Serve tanto coraggio.
Serve esser più forti delle proprie paure.

A fine serata mi sono ritrovata a fare il viaggio di ritorno in metro con il mio Preside.
Oh… lui è un tipo curioso e sa di esserlo.
Dice che noi docenti siamo la Famiglia Addams.
Per me, significa che ha capito che siamo una Famiglia, lo ha capito dal primo istante in cui è arrivato tra noi e mi piacerebbe tanto (proprio tanto) che gli arrivasse un po’ del nostro mood. Ma forse è arrivato 🙂
Perché una volta ho visto il suo schema della nuova, bellissima, nostra Scuola. E tra gli arredi c’era una Mary Poppins. Un ritaglio di collage che la diceva lunga.

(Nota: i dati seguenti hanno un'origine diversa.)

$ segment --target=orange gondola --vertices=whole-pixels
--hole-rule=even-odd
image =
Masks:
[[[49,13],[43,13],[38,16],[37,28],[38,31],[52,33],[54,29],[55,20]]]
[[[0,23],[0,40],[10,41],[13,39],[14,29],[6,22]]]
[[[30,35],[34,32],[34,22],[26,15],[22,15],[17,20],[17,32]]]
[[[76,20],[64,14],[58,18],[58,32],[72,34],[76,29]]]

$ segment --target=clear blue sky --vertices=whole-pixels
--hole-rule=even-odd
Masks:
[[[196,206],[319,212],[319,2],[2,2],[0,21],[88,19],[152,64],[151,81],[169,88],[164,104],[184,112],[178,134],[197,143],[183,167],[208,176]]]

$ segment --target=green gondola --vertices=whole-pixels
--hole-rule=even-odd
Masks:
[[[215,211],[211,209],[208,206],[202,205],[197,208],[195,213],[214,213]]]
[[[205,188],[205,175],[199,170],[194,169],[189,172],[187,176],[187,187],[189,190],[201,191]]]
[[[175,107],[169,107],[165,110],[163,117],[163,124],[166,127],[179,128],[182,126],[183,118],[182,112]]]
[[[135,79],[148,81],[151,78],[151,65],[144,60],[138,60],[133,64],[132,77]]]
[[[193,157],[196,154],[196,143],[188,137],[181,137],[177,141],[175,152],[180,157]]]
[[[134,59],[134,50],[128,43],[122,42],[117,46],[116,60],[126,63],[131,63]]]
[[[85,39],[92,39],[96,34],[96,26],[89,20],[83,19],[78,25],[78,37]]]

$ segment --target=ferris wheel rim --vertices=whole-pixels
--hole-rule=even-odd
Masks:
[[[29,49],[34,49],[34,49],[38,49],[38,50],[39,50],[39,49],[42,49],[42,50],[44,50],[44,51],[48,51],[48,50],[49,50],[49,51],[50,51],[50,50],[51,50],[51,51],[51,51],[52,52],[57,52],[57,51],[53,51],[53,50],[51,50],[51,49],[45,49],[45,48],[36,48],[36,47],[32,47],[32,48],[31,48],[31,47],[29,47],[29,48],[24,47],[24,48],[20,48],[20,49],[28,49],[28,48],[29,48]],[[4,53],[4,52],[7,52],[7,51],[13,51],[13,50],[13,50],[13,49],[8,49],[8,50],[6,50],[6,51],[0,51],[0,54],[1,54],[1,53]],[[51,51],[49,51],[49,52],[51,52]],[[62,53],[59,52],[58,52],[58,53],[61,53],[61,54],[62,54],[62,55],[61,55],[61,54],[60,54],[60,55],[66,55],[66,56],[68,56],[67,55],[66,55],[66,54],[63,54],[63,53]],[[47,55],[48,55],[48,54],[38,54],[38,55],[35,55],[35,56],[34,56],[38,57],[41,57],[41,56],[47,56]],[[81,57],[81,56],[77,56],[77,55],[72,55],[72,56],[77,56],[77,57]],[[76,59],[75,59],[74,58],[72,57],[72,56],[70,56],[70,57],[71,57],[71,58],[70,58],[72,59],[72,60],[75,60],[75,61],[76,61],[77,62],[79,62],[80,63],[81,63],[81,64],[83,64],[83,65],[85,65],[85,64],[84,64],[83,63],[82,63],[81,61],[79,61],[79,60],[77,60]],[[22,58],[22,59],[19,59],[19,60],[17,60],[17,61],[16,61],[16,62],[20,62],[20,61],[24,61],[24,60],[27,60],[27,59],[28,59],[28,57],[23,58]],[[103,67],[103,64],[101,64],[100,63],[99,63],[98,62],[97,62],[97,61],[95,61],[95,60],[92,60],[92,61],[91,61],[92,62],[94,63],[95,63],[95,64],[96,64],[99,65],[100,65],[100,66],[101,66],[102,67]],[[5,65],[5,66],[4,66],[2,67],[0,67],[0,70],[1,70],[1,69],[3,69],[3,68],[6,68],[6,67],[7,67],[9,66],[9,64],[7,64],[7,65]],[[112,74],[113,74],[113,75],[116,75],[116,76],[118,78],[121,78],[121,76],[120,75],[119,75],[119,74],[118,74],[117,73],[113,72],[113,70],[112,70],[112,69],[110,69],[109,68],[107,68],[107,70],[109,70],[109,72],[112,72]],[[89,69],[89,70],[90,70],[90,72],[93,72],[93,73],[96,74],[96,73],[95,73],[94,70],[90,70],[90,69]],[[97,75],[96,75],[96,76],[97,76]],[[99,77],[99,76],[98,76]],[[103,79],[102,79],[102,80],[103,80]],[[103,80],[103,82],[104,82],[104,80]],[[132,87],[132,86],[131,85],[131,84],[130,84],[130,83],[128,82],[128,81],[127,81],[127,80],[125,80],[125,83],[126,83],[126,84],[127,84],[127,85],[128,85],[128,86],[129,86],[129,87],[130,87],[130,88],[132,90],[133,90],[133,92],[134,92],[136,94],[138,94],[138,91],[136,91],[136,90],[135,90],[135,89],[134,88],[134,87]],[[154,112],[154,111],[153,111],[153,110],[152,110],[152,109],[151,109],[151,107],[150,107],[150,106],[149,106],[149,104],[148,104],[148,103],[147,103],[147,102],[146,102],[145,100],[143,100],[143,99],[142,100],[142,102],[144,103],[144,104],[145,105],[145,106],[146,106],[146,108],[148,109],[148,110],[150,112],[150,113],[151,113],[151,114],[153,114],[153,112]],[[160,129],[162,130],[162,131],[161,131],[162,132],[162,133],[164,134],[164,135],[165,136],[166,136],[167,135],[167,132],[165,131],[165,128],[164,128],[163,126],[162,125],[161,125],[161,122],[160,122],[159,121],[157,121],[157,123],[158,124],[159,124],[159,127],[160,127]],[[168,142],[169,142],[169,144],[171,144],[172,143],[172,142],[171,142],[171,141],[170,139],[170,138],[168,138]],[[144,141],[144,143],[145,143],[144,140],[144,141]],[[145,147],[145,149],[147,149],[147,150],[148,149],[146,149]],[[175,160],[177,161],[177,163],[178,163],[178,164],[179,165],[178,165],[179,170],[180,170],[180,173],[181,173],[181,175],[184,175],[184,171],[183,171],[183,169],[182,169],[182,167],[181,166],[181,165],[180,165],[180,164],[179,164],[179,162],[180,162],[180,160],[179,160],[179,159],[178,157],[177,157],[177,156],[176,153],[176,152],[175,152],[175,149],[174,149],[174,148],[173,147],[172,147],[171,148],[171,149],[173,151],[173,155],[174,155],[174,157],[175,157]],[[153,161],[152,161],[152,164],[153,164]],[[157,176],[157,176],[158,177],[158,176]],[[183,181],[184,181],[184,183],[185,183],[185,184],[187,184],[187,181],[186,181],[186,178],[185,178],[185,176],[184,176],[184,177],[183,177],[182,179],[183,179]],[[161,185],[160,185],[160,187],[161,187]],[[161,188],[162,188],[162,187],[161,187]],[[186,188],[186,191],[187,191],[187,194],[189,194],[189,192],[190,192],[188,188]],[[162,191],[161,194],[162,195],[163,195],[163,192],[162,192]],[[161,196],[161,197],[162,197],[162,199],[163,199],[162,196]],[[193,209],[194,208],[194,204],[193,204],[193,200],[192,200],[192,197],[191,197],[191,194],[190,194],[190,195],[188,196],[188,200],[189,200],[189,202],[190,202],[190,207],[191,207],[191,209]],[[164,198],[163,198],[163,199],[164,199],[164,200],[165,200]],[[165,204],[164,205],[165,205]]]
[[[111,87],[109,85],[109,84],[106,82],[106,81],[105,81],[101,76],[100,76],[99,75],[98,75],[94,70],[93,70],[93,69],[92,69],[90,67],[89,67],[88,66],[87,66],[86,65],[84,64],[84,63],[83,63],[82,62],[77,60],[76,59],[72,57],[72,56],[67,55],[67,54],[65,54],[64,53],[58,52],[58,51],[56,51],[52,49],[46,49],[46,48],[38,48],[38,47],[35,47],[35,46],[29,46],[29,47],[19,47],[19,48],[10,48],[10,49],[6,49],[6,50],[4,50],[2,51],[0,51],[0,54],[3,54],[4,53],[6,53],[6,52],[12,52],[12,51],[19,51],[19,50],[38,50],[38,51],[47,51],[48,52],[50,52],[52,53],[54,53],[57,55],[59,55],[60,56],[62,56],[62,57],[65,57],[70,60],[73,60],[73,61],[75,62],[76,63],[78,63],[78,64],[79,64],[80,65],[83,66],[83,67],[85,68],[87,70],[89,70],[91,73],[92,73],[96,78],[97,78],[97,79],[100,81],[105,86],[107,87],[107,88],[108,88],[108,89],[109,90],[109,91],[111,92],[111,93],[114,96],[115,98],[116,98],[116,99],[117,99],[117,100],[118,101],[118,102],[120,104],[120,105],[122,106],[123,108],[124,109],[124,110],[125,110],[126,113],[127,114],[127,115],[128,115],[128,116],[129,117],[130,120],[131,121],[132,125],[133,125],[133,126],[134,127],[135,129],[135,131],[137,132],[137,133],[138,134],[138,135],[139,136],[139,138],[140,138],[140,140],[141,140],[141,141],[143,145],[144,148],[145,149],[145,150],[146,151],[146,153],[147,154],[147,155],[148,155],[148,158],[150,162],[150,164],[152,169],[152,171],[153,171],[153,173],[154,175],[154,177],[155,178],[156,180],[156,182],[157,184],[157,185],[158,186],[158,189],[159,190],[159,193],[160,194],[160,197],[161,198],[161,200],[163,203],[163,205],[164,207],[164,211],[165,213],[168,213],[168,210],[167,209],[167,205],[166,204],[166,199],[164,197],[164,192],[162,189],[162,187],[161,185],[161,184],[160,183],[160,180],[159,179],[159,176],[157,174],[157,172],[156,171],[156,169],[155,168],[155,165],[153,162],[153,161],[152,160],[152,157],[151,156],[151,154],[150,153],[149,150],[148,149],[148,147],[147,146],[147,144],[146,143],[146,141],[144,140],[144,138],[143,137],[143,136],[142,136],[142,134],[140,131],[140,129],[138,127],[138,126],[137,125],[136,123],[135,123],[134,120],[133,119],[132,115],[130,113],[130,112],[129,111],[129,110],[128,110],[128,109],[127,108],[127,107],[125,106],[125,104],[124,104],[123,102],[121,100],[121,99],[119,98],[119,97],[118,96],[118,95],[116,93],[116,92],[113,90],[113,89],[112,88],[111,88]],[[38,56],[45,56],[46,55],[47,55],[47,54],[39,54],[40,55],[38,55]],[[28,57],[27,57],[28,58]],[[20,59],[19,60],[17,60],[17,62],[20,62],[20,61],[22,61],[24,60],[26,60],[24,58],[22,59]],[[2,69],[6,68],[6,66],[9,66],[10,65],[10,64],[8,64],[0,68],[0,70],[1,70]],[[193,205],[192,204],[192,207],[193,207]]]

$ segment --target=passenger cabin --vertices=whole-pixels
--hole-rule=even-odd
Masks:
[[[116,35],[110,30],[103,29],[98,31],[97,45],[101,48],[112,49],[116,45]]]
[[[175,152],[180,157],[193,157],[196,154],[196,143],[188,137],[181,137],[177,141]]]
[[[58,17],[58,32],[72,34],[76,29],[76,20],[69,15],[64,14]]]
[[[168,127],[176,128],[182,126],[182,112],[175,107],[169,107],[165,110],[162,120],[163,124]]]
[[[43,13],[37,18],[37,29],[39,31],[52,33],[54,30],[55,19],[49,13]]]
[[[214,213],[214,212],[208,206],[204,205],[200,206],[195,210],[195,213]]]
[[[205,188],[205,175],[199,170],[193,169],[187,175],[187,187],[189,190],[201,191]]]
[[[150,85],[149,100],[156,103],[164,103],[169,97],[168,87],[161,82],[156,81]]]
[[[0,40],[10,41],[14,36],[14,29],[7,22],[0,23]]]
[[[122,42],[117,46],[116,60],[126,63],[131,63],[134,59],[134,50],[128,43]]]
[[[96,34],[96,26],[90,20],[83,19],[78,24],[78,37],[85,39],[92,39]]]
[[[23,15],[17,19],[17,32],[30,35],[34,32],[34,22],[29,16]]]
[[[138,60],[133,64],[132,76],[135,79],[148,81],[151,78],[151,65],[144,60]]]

Ha ragione il mio Preside quando afferma che in questa Scuola si può fare di tutto.
Noi facciamo di tutto.
E il tutto è FANTASTICO. 

Ah… tornando a casa ho perso per strada il cartoncino con il mio acquarello e il rametto di bacche di rosa canina, spero che qualcuno li trovi e si emozioni 🙂
Lo spero proprio ❤

 

PS. Stasera andando a Scuola mi sono fermata davanti a una macchinetta automatica ATM e ho ricaricato il mio tesserino con l’abbonamento annuale.
Desideravo farlo da almeno 3 anni. È stato fantastico. Fantastico.